De effecten van COVID-19 op de prestaties van de ademhalingsspier:
OverzichtDe effecten van COVID-19 op de prestaties van de ademhalingsspier: pleiten voor het testen en trainen van de ademhalingsspier.
Samenvatting van een wetenschappelijk onderzoek.
Ernstig acuut respiratoir syndroom coronavirus 2 (SARS-CoV-2) infectie resulteert in schade aan meerdere organen, voornamelijk gemedieerd door virale infiltratie viaangiotensine-converterende enzym-2-receptoren op het oppervlak van cellen.

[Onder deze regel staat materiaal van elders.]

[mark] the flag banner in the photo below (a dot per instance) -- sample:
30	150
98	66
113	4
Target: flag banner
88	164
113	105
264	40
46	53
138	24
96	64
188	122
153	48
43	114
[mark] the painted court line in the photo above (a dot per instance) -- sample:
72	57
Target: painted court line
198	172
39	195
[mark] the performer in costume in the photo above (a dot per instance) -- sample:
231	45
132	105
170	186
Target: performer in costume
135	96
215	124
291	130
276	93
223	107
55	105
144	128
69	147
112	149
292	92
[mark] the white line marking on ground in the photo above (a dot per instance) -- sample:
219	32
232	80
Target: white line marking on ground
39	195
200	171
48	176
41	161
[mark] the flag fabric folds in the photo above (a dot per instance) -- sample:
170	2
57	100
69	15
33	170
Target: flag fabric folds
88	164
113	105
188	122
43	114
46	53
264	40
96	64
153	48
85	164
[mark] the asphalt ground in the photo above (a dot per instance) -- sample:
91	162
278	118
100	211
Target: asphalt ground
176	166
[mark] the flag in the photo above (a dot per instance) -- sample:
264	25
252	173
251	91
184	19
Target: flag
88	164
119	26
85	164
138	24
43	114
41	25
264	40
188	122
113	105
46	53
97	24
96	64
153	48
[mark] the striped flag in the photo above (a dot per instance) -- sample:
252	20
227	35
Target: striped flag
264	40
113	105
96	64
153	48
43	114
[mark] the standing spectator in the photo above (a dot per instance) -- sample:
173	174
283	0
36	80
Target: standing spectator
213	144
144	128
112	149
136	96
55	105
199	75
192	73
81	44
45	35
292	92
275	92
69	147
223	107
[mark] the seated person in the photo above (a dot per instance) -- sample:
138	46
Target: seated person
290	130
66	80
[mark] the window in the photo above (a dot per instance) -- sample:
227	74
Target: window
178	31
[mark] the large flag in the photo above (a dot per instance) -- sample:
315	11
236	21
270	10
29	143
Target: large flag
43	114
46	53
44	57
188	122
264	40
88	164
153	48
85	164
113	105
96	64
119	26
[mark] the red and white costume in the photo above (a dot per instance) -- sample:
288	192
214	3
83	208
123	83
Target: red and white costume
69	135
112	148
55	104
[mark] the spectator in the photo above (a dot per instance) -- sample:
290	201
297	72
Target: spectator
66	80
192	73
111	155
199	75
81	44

Een primair symptoom voor veel patiënten is kortademigheid bij inspanning, die zelfs na herstel van de virale infectie kan aanhouden.
De prestaties van de ademhalingsspier (RM) werden verondersteld een factor te zijn die bijdraagt aan de ernst van symptomen van coronavirusziekte 2019 (COVID-19), zoals dyspneu, en de uitkomsten.
Dit werd toegeschreven aan overeenkomsten tussen patiëntenpopulaties met een verhoogd risico op ernstige COVID-19-symptomen en patiënten met een grotere kans op baseline RM-zwakte en de effecten van langdurige mechanische ventilatie.
Meer recent bewijs suggereert dat SARS-CoV-2-infectie zelf schade aan de RM kan veroorzaken, en veel patiënten die hersteld zijn, melden aanhoudende dyspneu ondanks milde gevallen, normale longfunctie of onbeschadigd longparenchym.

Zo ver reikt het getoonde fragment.